I also include a line that says: "If you're not confident an issue is real, don't comment. False positives are worse than missed issues." This reduced the noise significantly.
What It Catches
Over two months and roughly 60 PRs, the bot has made about 180 comments. I categorized each one:
- Genuine bugs: 23%. Missing null checks, incorrect comparison operators, promises not being awaited, array index out of bounds. These are real issues that would have caused problems.
- Security concerns: 8%. A SQL query built with string concatenation, a JWT not being verified, user input not being sanitized. Lower volume but high value.
- Valid improvements: 35%. Better error handling, performance suggestions, edge case considerations. Not bugs, but genuinely useful suggestions.
- False positives: 20%. Flagging something that's actually fine, or suggesting a change that wouldn't improve anything. These are noise.
- Obvious/redundant: 14%. Pointing out things I was already aware of or that were handled elsewhere in the code.
So about 66% of comments are useful. That's pretty good for an automated tool. The 20% false positive rate is my main area for improvement.
The GitHub Action Setup
The action is self-contained. You need an OpenAI API key stored as a repository secret. The workflow YAML is straightforward: trigger on PR events, run the action, and it handles the rest. I open-sourced the action so you can use it in your own repos.
One important detail: I set it to only review changed files, not the entire codebase. This keeps costs down and reviews focused. The downside is it can't catch issues that arise from how changed code interacts with unchanged code. That's a fundamental limitation of diff-based review.
Reducing False Positives
The biggest quality improvement came from adding a confidence threshold. In the system prompt, I ask GPT-4 to rate its confidence (1-5) for each comment. The action only posts comments rated 4 or 5. This filters out the "maybe this could be an issue" comments that are usually wrong.

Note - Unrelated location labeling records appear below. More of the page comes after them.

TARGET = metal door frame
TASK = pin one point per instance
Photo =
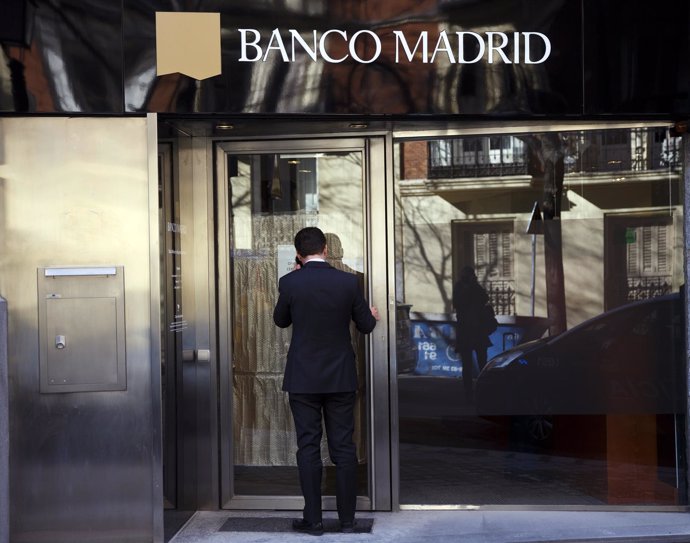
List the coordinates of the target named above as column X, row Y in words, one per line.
column 377, row 193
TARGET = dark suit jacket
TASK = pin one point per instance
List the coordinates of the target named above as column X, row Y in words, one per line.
column 319, row 302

I also added a file-type filter. The bot skips configuration files, lock files, migrations, and auto-generated code. These were a major source of useless comments.
Cost Analysis
Average PR review cost: about $0.80. My team opens roughly 15 PRs per week. Monthly cost: about $48. That's less than one hour of developer time, and the bot catches issues that would otherwise make it to production. The ROI is clear.

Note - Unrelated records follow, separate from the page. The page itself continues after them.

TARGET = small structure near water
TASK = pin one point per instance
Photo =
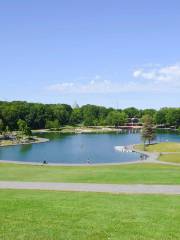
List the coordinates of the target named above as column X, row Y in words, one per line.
column 123, row 148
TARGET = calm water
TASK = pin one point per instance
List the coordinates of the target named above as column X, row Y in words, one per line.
column 79, row 148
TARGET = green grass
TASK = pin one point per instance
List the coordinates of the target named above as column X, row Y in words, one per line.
column 170, row 158
column 160, row 147
column 137, row 173
column 43, row 215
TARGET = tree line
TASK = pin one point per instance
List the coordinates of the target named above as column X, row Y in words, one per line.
column 39, row 116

I compared GPT-4 to GPT-3.5-turbo for this use case. GPT-3.5 was about 10x cheaper per review but the quality dropped significantly. More false positives, fewer real bugs caught, and the comments were less actionable. For code review specifically, GPT-4 is worth the premium.
What It Can't Replace
This doesn't replace human code review. It's a first pass. It catches the mechanical stuff: bugs, security holes, obvious performance issues. It can't evaluate architecture decisions, assess whether a feature meets requirements, or judge whether the code is maintainable in the context of the broader system.
Think of it as a really diligent linter that understands logic, not just syntax. It makes human reviews faster because the reviewer can focus on the higher-level concerns while the bot handles the detail work.
If you're a solo developer like me, this is especially valuable. It's the closest thing to having a second pair of eyes on every PR.